Milosz Matuschek

Voltaires Erben 2.0: Warum das Intellectual Dark Web so sehr fasziniert

Intellektuelle Nonkonformisten um Dave Rubin und Joe Rogan haben eine alte Tugend neu entdeckt: Endlosgespräche mit furchtlosen Zeitgenossen wie Jordan Peterson oder Eric Weinstein über kontroverse Themen, Thesen und Trends zu führen. Live und ungeschnitten, also unverfälscht. Das neue Format kommt an.

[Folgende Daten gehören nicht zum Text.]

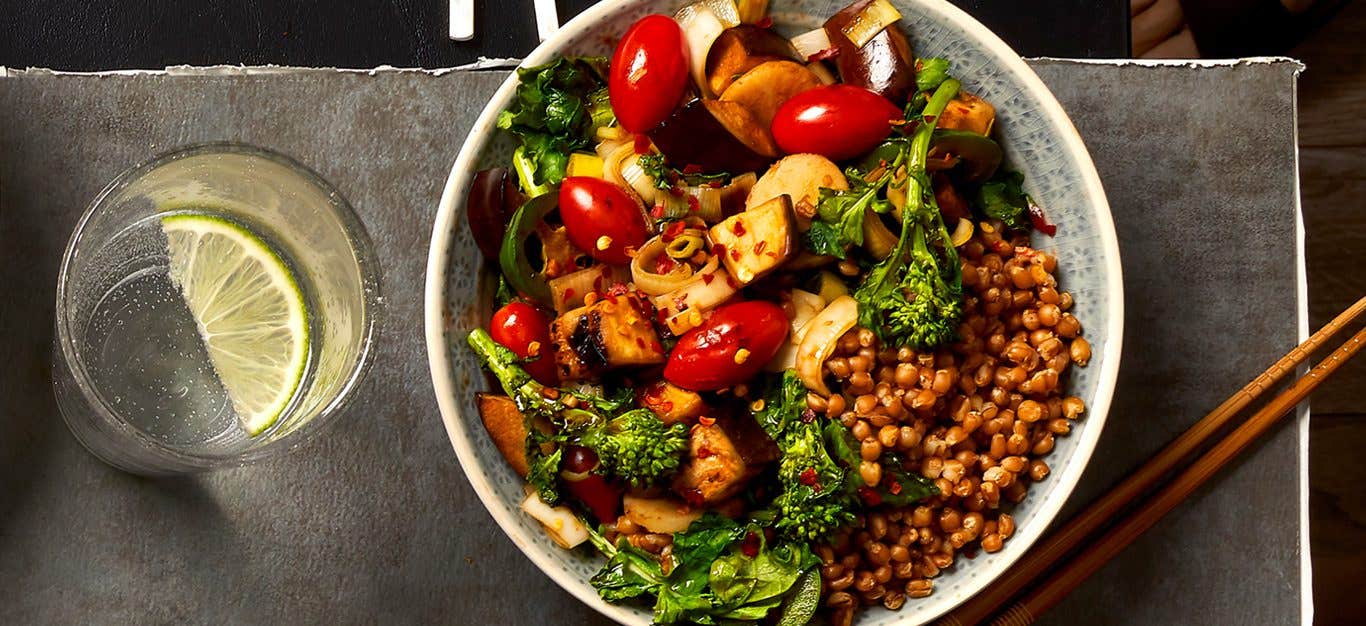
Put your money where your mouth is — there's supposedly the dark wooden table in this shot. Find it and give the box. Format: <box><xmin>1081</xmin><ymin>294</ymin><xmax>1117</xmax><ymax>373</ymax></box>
<box><xmin>0</xmin><ymin>0</ymin><xmax>1128</xmax><ymax>71</ymax></box>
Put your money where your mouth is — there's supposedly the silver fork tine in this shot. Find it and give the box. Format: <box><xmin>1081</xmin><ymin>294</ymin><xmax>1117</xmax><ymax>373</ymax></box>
<box><xmin>451</xmin><ymin>0</ymin><xmax>474</xmax><ymax>41</ymax></box>
<box><xmin>533</xmin><ymin>0</ymin><xmax>560</xmax><ymax>41</ymax></box>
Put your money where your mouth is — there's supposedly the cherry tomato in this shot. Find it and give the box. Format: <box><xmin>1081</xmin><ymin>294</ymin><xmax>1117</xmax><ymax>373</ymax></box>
<box><xmin>564</xmin><ymin>444</ymin><xmax>598</xmax><ymax>474</ymax></box>
<box><xmin>608</xmin><ymin>15</ymin><xmax>688</xmax><ymax>133</ymax></box>
<box><xmin>564</xmin><ymin>474</ymin><xmax>623</xmax><ymax>523</ymax></box>
<box><xmin>664</xmin><ymin>301</ymin><xmax>788</xmax><ymax>391</ymax></box>
<box><xmin>489</xmin><ymin>302</ymin><xmax>559</xmax><ymax>385</ymax></box>
<box><xmin>773</xmin><ymin>85</ymin><xmax>902</xmax><ymax>161</ymax></box>
<box><xmin>560</xmin><ymin>176</ymin><xmax>650</xmax><ymax>265</ymax></box>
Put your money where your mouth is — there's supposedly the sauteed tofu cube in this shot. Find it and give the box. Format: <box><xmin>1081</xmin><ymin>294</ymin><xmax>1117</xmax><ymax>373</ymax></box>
<box><xmin>550</xmin><ymin>294</ymin><xmax>664</xmax><ymax>380</ymax></box>
<box><xmin>637</xmin><ymin>380</ymin><xmax>708</xmax><ymax>424</ymax></box>
<box><xmin>673</xmin><ymin>424</ymin><xmax>749</xmax><ymax>506</ymax></box>
<box><xmin>673</xmin><ymin>416</ymin><xmax>780</xmax><ymax>506</ymax></box>
<box><xmin>934</xmin><ymin>92</ymin><xmax>996</xmax><ymax>135</ymax></box>
<box><xmin>712</xmin><ymin>195</ymin><xmax>799</xmax><ymax>284</ymax></box>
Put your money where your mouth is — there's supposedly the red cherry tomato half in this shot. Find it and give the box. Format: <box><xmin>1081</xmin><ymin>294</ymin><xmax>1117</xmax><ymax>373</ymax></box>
<box><xmin>772</xmin><ymin>85</ymin><xmax>902</xmax><ymax>161</ymax></box>
<box><xmin>560</xmin><ymin>176</ymin><xmax>650</xmax><ymax>265</ymax></box>
<box><xmin>564</xmin><ymin>474</ymin><xmax>623</xmax><ymax>523</ymax></box>
<box><xmin>489</xmin><ymin>302</ymin><xmax>559</xmax><ymax>385</ymax></box>
<box><xmin>664</xmin><ymin>301</ymin><xmax>788</xmax><ymax>391</ymax></box>
<box><xmin>608</xmin><ymin>15</ymin><xmax>688</xmax><ymax>133</ymax></box>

Die «Zauberflöte» Mozarts von 1791 gehört weltweit zu den meistgespielten Musiktheaterstücken – und ist sie nicht zu Recht gerade das Stück der Stunde? Sie schult die eigene Urteilskraft. Nach initiationsartigen Prüfungen stellt sich die gute Königin der Nacht schliesslich als böse heraus, während der angeblich tyrannische Zauberer Sarastro sich als Aufklärer und Humanist erweist. Weiss wird Schwarz, und Schwarz wird Weiss. Ganz ähnlich ist es heute auch in der Diskussion um das sogenannte Intellectual Dark Web, das für manche anscheinend als Hort des bösen und gefährlichen Denkens gilt. Tatsächlich ist die neue digitale Plattform intellektueller Nonkonformisten eher das Licht am Ende des Tunnels als die neue Finsternis, während der traditionelle Apparat der Sinnvermittlung zunehmend stottert.

Es gab nie nur einen Ort, an dem Realität verhandelt wird. In dunklen Zeiten geschah der Ideenaustausch oft in Geheimgesellschaften, wie sie die «Zauberflöte» mit Anleihen aus ägyptischen Mysterien und der Freimaurerei thematisiert. Das Intellectual Dark Web hingegen ist eine Fortführung des für alle sichtbaren Marktplatzes der Ideen und folgt einem steigenden Bedürfnis, über kontroverse Positionen ohne gouvernantenhafte Einhegung zu diskutieren, also ausserhalb des akademisch-kulturbetrieblich-medialen Komplexes.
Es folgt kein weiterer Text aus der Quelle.